Benjamin David Santer | |
Birth Date: | 3 June 1955 |
Birth Place: | Washington, DC |
Nationality: | American |
Fields: | Climatology |
Workplaces: | Lawrence Livermore National Laboratory |
Alma Mater: | University of East Anglia's Climatic Research Unit |
Thesis Title: | Regional validation of General Circulation Models |
Thesis Url: | https://www.worldcat.org/oclc/59763672 |
Thesis Year: | 1987 |
Doctoral Advisor: | Tom Wigley |
Awards: | E. O. Lawrence Award (2002) |
Benjamin David Santer (born June 3, 1955) was a climate researcher at Lawrence Livermore National Laboratory and former researcher at the University of East Anglia's Climatic Research Unit.[1] He retired from the Lawrence Livermore National Laboratory in 2021 and is now a Distinguished Scholar in Residence at Woods Hole Oceanographic Institution. He also worked at the Max Planck Institute for Meteorology from 1987 to 1992.[2] He specializes mainly in statistical analysis of climate data sets, and detection/attribution of climate change forcings.
Since 2012, Santer has been listed on the board of directors of the National Center for Science Education.[3]
Santer received a B.Sc. in Environmental Sciences and a 1987 Ph.D. in Climatology from the Climatic Research Unit of the University of East Anglia.[2]
In 1998 Santer was awarded a MacArthur Fellowship for research supporting the finding that human activity contributes to global warming.[4] He has also received the Ernest Orlando Lawrence Award and a Distinguished Scientist Fellowship from the U.S. Department of Energy and the Norbert Gerbier/MUMM award from the World Meteorological Organization.[2] He ranked twelfth amongst climate scientists in a 2002 assessment of most cited scientists in the field of global warming.[5]

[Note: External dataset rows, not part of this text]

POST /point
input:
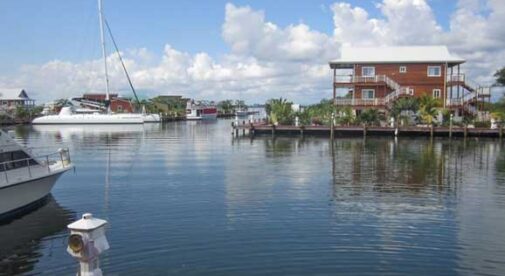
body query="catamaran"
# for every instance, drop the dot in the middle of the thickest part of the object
(68, 114)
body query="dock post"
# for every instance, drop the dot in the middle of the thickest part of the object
(87, 241)
(450, 126)
(332, 129)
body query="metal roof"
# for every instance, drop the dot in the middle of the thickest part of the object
(13, 94)
(398, 54)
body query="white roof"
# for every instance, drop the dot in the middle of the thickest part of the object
(13, 94)
(87, 223)
(399, 54)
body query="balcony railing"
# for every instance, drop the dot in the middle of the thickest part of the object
(360, 102)
(344, 79)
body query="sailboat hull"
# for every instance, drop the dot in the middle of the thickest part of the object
(89, 119)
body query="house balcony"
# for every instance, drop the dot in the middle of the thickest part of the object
(377, 102)
(342, 81)
(462, 81)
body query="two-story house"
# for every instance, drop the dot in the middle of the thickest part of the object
(376, 77)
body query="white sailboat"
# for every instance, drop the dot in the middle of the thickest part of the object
(68, 115)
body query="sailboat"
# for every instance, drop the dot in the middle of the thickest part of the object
(68, 114)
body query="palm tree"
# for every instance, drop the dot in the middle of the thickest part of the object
(428, 108)
(279, 111)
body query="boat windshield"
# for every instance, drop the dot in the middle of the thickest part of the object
(15, 159)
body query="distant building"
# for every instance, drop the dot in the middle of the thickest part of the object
(376, 77)
(12, 98)
(169, 103)
(97, 101)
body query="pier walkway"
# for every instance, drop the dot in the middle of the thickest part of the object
(289, 130)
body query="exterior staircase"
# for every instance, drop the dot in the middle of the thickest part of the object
(472, 92)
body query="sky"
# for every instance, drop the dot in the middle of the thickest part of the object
(214, 50)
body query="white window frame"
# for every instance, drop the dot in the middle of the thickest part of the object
(368, 67)
(437, 93)
(365, 92)
(437, 67)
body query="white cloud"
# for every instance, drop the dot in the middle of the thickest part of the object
(267, 60)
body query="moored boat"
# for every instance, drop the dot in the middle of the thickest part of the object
(24, 178)
(200, 111)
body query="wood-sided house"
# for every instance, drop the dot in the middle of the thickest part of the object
(13, 98)
(375, 77)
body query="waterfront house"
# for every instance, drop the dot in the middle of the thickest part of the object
(376, 77)
(12, 98)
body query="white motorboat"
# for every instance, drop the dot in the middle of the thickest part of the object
(200, 111)
(25, 179)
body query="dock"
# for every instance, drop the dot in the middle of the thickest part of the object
(254, 129)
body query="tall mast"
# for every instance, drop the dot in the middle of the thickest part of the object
(104, 54)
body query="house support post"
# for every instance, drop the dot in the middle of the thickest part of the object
(332, 127)
(334, 86)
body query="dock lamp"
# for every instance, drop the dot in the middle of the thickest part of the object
(87, 241)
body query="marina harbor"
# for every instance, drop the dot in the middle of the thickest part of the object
(252, 138)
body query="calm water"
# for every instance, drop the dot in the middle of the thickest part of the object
(186, 198)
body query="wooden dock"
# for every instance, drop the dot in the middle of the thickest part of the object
(345, 131)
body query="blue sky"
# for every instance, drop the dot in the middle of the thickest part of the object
(252, 50)
(35, 32)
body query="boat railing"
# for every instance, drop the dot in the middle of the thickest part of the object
(35, 166)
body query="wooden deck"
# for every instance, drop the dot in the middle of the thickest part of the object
(263, 129)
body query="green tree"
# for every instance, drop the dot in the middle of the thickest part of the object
(225, 107)
(279, 111)
(500, 76)
(370, 117)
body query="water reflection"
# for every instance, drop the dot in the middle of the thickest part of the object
(187, 198)
(23, 239)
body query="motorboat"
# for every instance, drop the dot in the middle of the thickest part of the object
(200, 111)
(26, 179)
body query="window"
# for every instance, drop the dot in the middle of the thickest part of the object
(367, 94)
(368, 71)
(434, 71)
(436, 93)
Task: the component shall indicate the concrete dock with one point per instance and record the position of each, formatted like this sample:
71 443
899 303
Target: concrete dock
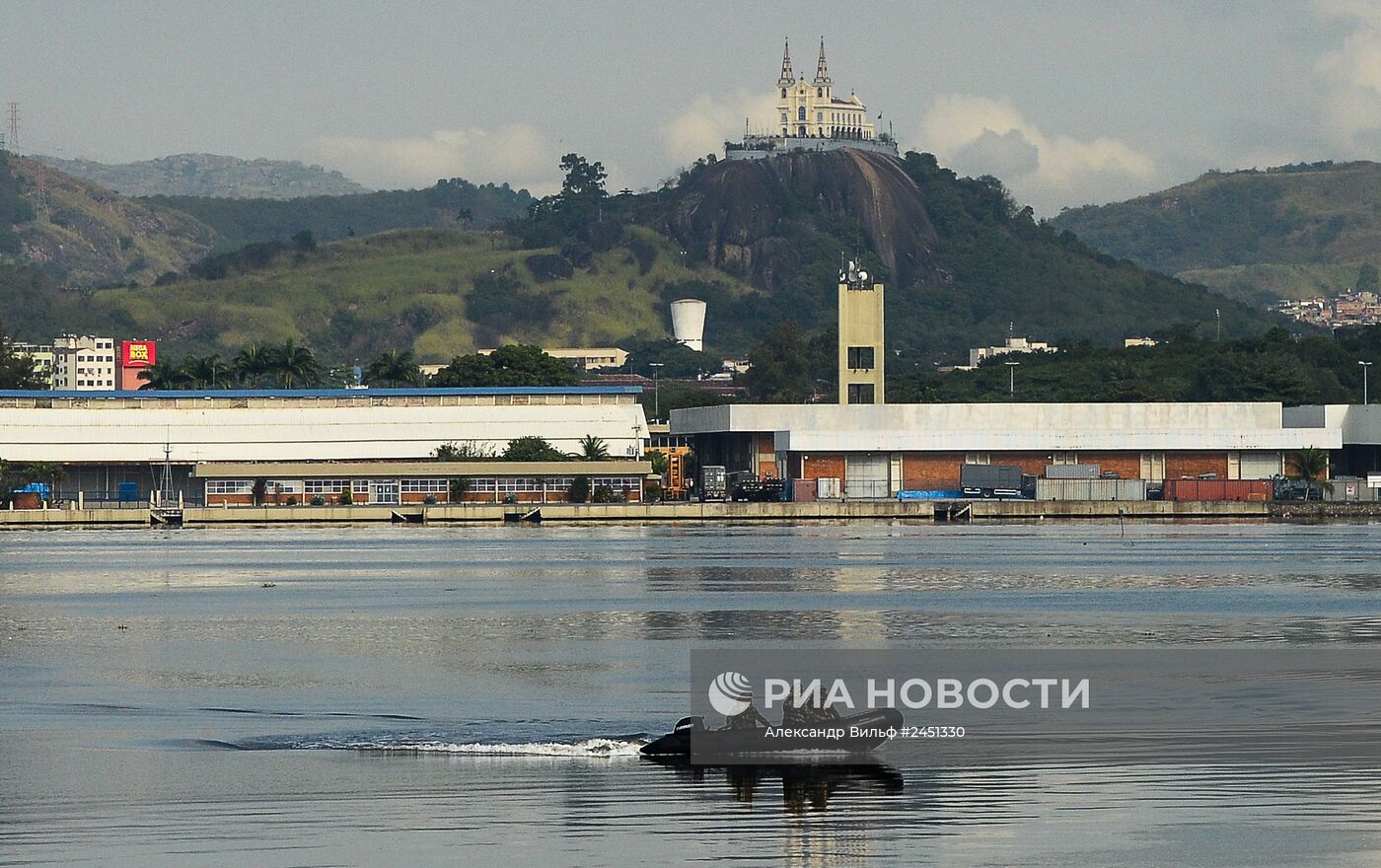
922 511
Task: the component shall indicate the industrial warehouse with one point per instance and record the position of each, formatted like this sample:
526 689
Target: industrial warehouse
341 446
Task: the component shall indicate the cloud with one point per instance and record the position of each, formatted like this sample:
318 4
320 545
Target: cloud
703 126
983 135
515 153
1349 78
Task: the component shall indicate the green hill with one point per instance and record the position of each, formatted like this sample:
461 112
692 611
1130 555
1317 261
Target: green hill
1284 232
448 203
760 241
439 293
210 174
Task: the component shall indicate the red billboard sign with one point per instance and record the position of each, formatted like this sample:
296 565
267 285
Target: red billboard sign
138 353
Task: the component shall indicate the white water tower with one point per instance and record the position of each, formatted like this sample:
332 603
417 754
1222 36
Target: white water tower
688 322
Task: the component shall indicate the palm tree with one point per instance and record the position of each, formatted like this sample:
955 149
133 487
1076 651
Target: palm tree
206 372
251 365
593 449
294 366
394 367
163 376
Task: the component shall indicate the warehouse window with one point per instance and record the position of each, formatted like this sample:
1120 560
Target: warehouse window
862 394
327 486
860 359
228 486
424 486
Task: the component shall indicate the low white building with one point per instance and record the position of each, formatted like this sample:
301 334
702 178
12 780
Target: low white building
104 440
1012 345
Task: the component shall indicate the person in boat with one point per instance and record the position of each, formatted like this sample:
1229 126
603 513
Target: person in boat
748 719
798 715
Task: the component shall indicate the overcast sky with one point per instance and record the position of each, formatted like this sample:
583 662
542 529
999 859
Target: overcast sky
1069 103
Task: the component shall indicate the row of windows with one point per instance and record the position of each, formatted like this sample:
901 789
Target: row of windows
483 484
425 486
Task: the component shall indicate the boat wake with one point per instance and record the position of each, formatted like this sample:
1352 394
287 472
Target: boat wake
593 748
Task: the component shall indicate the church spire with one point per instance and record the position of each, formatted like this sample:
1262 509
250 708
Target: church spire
822 72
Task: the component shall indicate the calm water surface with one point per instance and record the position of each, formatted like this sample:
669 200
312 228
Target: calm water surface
444 695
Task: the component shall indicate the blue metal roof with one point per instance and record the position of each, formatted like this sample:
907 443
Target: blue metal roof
327 393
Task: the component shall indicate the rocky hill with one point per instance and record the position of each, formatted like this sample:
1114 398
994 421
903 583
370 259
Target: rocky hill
1290 231
210 174
86 235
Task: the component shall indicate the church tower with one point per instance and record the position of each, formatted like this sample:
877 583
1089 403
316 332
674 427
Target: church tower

In 2011, Santer was elected as a fellow of the American Geophysical Union[6] and as a member of the National Academy of Sciences.[7]
Santer was the convening Lead Author of Chapter 8 of 1995 IPCC Working Group I Report (AR2 WGI), which addressed the global warming issue.[2]
In a June 12, 1996 editorial-page piece in The Wall Street Journal, Frederick Seitz, chair of the George C. Marshall Institute and Science and Environmental Policy Project, claimed that alterations made to Chapter 8 of the 1995 IPCC report were made to "deceive policy makers and the public into believing that the scientific evidence shows human activities are causing global warming." Similar charges were made by the Global Climate Coalition (GCC), a consortium of industry interests; specifically, they accused Santer of "scientific cleansing."[8]
Santer and 40 other scientists responded to The Wall Street Journal that all IPCC procedural rules were followed, and that IPCC procedures required changes to the draft in response to comments from governments, individual scientists, and non-governmental organizations. They stated that the pre- and post-Madrid versions of Chapter 8 were equally cautious in their statements; that roughly 20% of Chapter 8 is devoted to the discussion of uncertainties in estimates of natural climate variability and the expected signal due to human activities; and that both versions of the chapter reached the same conclusion: "Taken together, these results point towards a human influence on climate."[9]
On February 25, 2019 Santer et al. published the paper Celebrating the anniversary of three key events in climate change science in Nature Climate Change, claiming to have reached the 5-sigma "gold standard level" of statistical proof of human influence in global climate change using three sets of satellite data.[10]